Comment Re:Also credits the dude that keeps it running (Score 1) 522

However, I dont think emulation is the right way to replace a dos computer, virtualisation is better. You can install DOS in a VMWare VM easily, whilst emulation like DOSBOX is very good, its still has some issues, a VM will get around most, if not all issues you have with dosbox.

DOSbox is a total cpu hog, especially if you set the cpu cycles in the config file to a level where it doesn't look like you're watching the beginning of an Alien movie printing out stats on the Nostromo slightly faster than you can read. On Linux I run a 1-2-3 clone and Wordstar in Dosemu windows, because if you're in Win3.1 under DOSbox and you launch a non-Windows app the whole window switches to that app and you can't switch back When I absolutely must go to Windows 3.1 I'll fire up a instance of DOSbox but I look at htop when I do and I'm amazed. And it's not any better using DOSbox under 64 bit Win7.

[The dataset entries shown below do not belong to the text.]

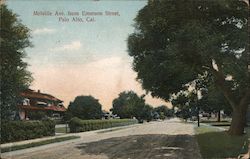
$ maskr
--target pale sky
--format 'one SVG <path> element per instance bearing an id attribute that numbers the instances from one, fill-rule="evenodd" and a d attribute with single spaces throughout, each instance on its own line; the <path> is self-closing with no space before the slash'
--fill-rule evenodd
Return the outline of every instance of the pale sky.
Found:
<path id="1" fill-rule="evenodd" d="M 67 107 L 78 95 L 92 95 L 103 109 L 125 90 L 145 93 L 135 80 L 127 38 L 133 33 L 133 19 L 147 1 L 8 0 L 7 6 L 31 29 L 33 48 L 27 48 L 28 69 L 33 73 L 31 89 L 52 94 Z M 34 11 L 51 12 L 36 16 Z M 56 16 L 55 12 L 64 16 Z M 70 12 L 118 12 L 119 16 L 69 16 Z M 69 22 L 59 21 L 69 18 Z M 73 17 L 84 22 L 73 22 Z M 89 17 L 94 21 L 86 22 Z M 168 105 L 146 96 L 153 106 Z"/>

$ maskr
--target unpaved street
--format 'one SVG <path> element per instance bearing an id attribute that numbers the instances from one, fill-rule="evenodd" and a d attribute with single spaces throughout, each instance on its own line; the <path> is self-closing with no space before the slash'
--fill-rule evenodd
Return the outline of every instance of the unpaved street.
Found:
<path id="1" fill-rule="evenodd" d="M 4 155 L 15 159 L 199 159 L 194 125 L 178 119 L 78 133 L 74 142 Z"/>

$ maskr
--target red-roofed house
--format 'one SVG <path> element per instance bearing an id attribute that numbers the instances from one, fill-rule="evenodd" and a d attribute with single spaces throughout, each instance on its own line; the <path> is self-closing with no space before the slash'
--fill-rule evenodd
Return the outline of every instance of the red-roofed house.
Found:
<path id="1" fill-rule="evenodd" d="M 60 117 L 66 111 L 63 101 L 50 95 L 27 89 L 21 92 L 22 102 L 18 105 L 21 120 L 29 119 L 30 112 L 42 111 L 50 117 Z"/>

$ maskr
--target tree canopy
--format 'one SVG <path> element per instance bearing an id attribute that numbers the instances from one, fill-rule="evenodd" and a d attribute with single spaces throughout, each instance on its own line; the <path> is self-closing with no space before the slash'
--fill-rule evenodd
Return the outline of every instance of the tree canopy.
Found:
<path id="1" fill-rule="evenodd" d="M 77 96 L 70 102 L 68 112 L 73 117 L 80 119 L 100 119 L 102 117 L 102 106 L 98 99 L 92 96 Z"/>
<path id="2" fill-rule="evenodd" d="M 242 134 L 244 117 L 239 116 L 250 102 L 247 21 L 243 1 L 149 1 L 128 38 L 138 81 L 153 96 L 168 100 L 209 73 L 234 109 L 230 133 Z"/>
<path id="3" fill-rule="evenodd" d="M 24 62 L 25 48 L 31 46 L 30 30 L 21 23 L 18 15 L 1 4 L 0 28 L 0 94 L 1 119 L 10 119 L 17 110 L 20 92 L 32 81 Z"/>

Comment Re:I also like Wordstar 4.0 (Score 1) 522

I use Wordstar in a Win 3.1 DOS window daily, there's only two minor hassles. There's no proportional font spacing, so it will sometimes hyphenate on a single character, which stylistically is a no-no. And to get it out of Wordstar I have to dump the document through an ASCII driver configured as a virtual printer. But I totally get where he's coming from, the program stays they hell out of your way and lets you just write, there's no Clippy popping up saying, "Hey did you know you can now send your Great American Novel through TELNET?"

Comment Re:Out of Band? (Score 1) 179

Actually, 3.1 doesn't include Internet Explorer either, so it's not vulnerable.

Those AOL 3.0 floppies (which is what most people used before Win95) had a custom version of IE. I'm not too worried though, even though I mess with Win 3.1 a lot myself, the malware's 32 bit API calls to modify the registry won't work, not even under Win32s.

Comment Re: So what? (Score 1) 272

Makes me wonder why you think that's a valid response. The equivalent would be if Columbus just floated in a circle half a mile from the coast of Spain, never brought back anything of any value, but kept yelling about how everyone in Spain will die if they don't build more boats. That's the Nutter "logic".

Great business model though, Columbus getting Queen Isabella to dip into the treasury to fund experiments studying the reproductive habits of various salamanders while underway off the coast. The only thing Columbus would have to worry about is some upstart named "Sea-X" convincing Isabella that unfettered capitalism is much more efficient and patriotic than having Spanish taxpayers shell out (no pun intended) for a socialized sea program, and getting a contract to deliver salamanders to the Sea Station using funds executed off the very same Accounts Payable.

Comment Re:But is it a class M planet? (Score 2, Interesting) 239

A world in the "habitable zone" of a class M dwarf star is only a few million miles away, orbiting in a matter of a few days. This means the planet will have a tidal lock, much like the Moon does with respect to the Earth. And that means the night will never end on one side of the world. And that, in turn, will make the dark side so cold the air will precipitate out as snow. Then the atmosphere will equalize, and snow again. Lather, rinse, repeat. Ribbon worlds are airless worlds. Forget about Earth 2.0.

Comment Re:NOOOOOOOOO (Score 1) 293

Agreed. For one, I hoped that Microsoft was took over by a woman, which could mean that finally someone who cares about the look-and-feel is in control of the company

Because everyone knows us'uns womenfolk are all touchy-feely. That's the ticket. Bill Gates and Steve Ballmer just would not stop and ask for directions.